Police Foil Anti-Ahmadiyya Siege Plan
Zealots call for hartal, vow to shut down ZIA

Staff Correspondent

Click to enlarge imageReligious bigots yesterday announced a weeklong programme including dawn to dusk hartals in northern Dhaka on Sunday and Monday and a shut down of Zia International Airport on Thursday to force the government to declare Hazrat Mohammad (pbuh) as the last prophet in the ongoing parliament session.

Khatme Nabuwat Andolon Bangladesh (KNAB) yesterday made the announcement after it had failed to lay a siege to an Ahmadiyya mosque at Naddapara of Uttara in the capital as a continuation of its three-year long movement to force the government to declare the Ahmadiyyas non-Muslims.

The demand for a government declaration of Muhammad as the last prophet is an attempt by the zealots to create a legal basis for their main demand.

Noor Hossain Nurani, amir of KNAB, told The Daily Star, “After the bill is passed we will go to the High Court asking it to scrutinise the religious texts of the Qadianis and ask the court to declare them non-Muslims. Later we will mount such a pressure on the government that it will find no other way but to declare the Qadiani’s non-Muslims.”

Police however charged batons to disperse the bigots when they tried to offer their Asr prayers on Airport Road by blocking traffic. The police action left 20 people injured. The anti-Ahmadiyyas, however, claimed around 200 of their activists were injured including nine critically.

The zealots vandalised two buses creating panic among the commuters and disrupting traffic for several minutes. They also tried to hang a signboard on the Ahmadiyya mosque which read ‘a place of worship for non-Muslim Qadianis’, which the law enforcers foiled.

The amir of KNAB, later declared the weeklong programme, which includes a rally today in front of airport police box at 4:00pm protesting the police attack. The announced hartals will be carried out in Khilkhet, Uttara, Airport, Turag, and Tongi, five northern thanas of the capital city.

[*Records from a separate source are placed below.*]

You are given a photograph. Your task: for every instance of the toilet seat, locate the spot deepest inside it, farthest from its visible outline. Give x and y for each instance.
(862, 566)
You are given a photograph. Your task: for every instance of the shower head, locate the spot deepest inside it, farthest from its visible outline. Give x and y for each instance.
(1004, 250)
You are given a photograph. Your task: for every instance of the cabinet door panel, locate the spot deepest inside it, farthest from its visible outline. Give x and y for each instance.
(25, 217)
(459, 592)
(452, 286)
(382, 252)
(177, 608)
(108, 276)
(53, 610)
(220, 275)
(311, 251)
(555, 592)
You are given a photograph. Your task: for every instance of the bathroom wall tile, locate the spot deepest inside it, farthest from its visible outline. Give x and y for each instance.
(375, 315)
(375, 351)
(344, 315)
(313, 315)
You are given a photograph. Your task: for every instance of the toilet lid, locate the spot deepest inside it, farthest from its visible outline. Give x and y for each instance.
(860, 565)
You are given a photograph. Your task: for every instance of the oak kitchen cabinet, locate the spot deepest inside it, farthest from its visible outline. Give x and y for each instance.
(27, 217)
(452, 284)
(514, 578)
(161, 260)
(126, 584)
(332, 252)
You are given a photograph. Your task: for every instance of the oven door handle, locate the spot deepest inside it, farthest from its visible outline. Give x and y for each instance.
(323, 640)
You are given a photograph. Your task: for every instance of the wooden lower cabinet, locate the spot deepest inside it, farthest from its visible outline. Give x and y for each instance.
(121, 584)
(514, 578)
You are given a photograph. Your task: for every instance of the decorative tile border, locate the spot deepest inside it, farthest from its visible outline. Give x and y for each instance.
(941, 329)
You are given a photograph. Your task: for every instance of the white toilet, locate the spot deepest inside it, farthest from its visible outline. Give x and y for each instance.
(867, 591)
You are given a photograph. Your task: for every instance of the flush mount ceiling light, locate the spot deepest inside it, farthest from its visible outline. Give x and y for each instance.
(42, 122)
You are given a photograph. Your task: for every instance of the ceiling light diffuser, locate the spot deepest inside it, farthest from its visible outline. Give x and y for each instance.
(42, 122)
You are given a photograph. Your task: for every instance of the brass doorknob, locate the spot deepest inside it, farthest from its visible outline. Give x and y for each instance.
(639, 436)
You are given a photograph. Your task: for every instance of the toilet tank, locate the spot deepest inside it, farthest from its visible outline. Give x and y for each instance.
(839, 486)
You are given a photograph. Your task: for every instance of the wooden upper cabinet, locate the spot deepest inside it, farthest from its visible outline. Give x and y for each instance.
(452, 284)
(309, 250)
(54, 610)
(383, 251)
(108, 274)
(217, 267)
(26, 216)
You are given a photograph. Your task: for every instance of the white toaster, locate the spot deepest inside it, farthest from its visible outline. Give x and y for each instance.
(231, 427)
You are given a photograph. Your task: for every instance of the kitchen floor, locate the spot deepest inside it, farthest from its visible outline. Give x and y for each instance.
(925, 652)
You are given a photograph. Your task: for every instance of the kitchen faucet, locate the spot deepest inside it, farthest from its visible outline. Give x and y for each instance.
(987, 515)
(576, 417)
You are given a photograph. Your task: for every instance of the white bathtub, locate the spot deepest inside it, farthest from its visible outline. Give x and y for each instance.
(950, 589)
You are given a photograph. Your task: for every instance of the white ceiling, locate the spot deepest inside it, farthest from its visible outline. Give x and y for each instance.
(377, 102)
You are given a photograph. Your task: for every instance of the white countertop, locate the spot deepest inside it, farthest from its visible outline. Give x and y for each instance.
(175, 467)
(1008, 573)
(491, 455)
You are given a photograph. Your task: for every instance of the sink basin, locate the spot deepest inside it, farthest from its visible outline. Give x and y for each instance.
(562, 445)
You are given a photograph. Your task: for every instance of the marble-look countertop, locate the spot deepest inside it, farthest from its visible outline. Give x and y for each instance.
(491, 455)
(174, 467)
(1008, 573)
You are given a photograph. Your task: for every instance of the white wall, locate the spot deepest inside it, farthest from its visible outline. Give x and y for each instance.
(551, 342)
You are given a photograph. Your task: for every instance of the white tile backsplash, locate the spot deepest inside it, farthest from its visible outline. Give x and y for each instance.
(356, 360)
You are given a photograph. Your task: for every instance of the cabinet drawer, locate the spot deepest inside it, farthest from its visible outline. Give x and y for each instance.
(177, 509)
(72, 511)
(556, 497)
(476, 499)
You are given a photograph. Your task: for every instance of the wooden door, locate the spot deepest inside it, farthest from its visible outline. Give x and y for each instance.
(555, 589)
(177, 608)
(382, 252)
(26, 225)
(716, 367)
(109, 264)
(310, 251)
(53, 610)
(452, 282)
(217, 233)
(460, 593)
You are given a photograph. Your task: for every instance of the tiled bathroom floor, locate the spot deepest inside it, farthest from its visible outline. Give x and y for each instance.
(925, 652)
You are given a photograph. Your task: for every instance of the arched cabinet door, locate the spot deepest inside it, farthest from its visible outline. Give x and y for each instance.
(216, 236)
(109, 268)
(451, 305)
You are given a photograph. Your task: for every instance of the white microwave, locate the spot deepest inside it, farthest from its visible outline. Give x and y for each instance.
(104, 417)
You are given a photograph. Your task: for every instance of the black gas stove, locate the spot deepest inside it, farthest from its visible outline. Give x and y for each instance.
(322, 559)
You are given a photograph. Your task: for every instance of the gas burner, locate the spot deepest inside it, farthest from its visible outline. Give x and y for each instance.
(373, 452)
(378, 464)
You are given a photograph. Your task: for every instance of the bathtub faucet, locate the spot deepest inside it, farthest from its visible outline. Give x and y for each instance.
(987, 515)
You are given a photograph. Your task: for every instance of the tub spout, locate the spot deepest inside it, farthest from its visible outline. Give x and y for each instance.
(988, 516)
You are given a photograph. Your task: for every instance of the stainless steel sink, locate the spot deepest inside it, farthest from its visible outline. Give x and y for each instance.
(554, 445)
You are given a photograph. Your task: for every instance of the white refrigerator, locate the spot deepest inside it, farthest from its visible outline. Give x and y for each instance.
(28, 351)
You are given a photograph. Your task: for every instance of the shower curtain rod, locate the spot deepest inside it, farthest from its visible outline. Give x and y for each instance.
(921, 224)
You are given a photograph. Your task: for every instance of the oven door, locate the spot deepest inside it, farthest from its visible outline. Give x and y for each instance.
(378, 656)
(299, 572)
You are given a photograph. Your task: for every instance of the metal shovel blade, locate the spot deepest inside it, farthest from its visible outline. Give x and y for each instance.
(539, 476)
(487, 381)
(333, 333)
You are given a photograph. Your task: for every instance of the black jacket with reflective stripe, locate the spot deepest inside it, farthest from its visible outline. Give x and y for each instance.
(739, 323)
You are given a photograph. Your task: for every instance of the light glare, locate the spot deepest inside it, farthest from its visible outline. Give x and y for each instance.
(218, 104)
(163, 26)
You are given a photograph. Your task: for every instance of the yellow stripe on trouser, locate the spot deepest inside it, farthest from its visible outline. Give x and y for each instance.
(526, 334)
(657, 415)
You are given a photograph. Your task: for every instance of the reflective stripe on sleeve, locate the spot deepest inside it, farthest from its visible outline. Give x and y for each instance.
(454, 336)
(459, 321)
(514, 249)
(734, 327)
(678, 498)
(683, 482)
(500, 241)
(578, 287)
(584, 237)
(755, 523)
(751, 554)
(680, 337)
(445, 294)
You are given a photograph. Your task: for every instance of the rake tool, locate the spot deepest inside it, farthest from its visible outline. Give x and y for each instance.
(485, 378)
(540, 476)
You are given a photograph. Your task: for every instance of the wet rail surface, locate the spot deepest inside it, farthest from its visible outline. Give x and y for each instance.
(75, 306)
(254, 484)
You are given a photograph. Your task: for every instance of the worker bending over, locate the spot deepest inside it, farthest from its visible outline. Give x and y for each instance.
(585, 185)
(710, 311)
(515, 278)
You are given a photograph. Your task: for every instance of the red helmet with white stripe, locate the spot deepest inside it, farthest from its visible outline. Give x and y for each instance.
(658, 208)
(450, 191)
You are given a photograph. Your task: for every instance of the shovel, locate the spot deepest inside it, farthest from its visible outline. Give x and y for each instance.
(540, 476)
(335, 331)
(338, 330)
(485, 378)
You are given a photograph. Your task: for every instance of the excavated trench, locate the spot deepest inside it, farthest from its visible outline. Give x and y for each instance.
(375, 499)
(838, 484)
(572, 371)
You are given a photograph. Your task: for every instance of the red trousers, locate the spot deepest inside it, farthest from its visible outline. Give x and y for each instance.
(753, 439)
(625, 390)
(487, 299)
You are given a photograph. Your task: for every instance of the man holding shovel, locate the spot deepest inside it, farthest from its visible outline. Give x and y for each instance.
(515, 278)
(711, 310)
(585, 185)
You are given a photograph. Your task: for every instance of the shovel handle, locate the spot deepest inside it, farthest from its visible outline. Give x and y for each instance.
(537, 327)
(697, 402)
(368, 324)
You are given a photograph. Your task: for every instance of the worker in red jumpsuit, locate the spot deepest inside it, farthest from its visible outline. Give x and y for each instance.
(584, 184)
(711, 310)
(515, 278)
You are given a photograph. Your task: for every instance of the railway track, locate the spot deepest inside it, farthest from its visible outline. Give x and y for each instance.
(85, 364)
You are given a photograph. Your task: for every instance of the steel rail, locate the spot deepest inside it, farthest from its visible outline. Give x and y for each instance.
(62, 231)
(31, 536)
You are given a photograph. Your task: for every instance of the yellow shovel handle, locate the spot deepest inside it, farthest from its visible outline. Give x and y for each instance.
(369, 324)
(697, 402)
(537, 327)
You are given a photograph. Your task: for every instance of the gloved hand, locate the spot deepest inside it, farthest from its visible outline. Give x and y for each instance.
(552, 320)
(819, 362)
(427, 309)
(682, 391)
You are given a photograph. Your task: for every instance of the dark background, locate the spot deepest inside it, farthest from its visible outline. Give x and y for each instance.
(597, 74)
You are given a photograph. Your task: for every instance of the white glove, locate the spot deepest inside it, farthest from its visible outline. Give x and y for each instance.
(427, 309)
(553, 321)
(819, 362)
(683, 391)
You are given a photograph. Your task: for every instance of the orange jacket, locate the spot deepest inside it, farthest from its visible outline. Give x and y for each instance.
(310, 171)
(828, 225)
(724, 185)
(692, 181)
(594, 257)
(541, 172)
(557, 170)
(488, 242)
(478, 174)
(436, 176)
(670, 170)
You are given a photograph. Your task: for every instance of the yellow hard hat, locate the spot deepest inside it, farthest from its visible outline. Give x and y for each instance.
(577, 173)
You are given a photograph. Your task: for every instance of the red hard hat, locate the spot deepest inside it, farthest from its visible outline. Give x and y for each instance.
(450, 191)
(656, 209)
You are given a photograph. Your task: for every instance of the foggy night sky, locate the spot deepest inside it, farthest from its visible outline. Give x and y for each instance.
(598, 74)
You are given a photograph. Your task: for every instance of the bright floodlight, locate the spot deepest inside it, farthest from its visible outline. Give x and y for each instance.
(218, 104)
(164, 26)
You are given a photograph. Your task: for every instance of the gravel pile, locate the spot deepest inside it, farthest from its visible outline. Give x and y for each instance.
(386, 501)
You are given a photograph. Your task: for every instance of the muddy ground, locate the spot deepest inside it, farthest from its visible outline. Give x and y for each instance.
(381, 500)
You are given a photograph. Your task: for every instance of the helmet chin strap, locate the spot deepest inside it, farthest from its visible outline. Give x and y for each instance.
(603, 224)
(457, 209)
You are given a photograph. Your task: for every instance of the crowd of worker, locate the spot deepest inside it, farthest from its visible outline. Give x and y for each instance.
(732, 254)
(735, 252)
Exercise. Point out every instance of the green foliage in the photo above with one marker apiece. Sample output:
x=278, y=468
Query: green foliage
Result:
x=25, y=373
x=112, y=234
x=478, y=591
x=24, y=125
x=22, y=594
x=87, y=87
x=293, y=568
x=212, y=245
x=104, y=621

“No more peaceful programmes as the government did not pay heed to us even after laying seven sieges Qadiani [Ahmadiyyas] communities across the country in the last two and a half years,” said Nurani.

“We are now ready to shed blood, as much as the government wants, and if necessary to sacrifice our lives to realise our demands,” he said.

Several thousand Khatme Nabuwat activists armed with sticks and wearing headbands with KNAB inscribed on them in red and yellow gathered yesterday at the north gate of the Haji Camp at Ashkona of Uttara after the Juma prayers and held a rally.

At the rally, KNAB declared a three-point demand and issued an ultimatum to the government for fulfilling the demands before its tenure ends. The organisation demanded that the government declares the Ahmadiyyas non-Muslims, forms a foundation after the name of Prophet Mohammad, and that it recovers an Ahmadiyya mosque in Satkhira to hand it over to the ‘Muslims’.

Khatme Nabuwat has been carrying out hate campaigns against the Ahmadiyyas across the country since November 2003 and has been vowing to do whatever necessary to realise its demand.

After the rally, its followers marched towards Naddapara mosque at 4:00pm in an attempt to replace the signboard on the Ahmadiyya mosque, but they were intercepted by police in front of Ashkona Community Centre.

Although the fanatic leader had hoped that over one lakh Khatme Nabuwat activists and a thousand security volunteers would take part in the programme, only several thousand participated in the rally.

The outfit has been holding mass campaigns in Uttara area for the last few days and held processions asking people to join in the attack.

A large contingent of police and law enforcers were deployed around the Ahmadiyya mosque to ensure security of the minority community. Barricades had been set up on every road to resist the bigots’ attack on the mosque.

Meanwhile, the Ahmadiyya community at Uttara, who has been in panic for days after the announcement of the siege programme, yesterday passed the day amid tension and uncertainty.

Different civil society and rights organisations yesterday went to the Ahmadiyya mosque to resist the zealots.

KNAB earlier foiled a religious programme of the Ahmadiyyas in Sarishabari of Jamalpur on June 16.

Nurul Huda Abedi, principal of Jamalpur Aramnagar Alia Madrasa also brother-in-law of captured Jama’atul Mujahideen Bangladesh (JMB) chief Abdur Rahman, led the attack.

AHMADIYYAS THANK THE GOVT
Ahmadiyya Muslim Jamaat, Bangladesh yesterday in a news release thanked the government for its ‘stern’ and ‘positive’ role in resisting the programme of the religious fundamentalists.

The release said the Ahmadiyyas expect that the government will continue discharging its constitutional duties neutrally in the future also.

Also thanking the media, civil society, rights activists, the Ahmadiyya Jamaat said ‘honest will’ of the government and the administration is good enough to resist the religious fanatics.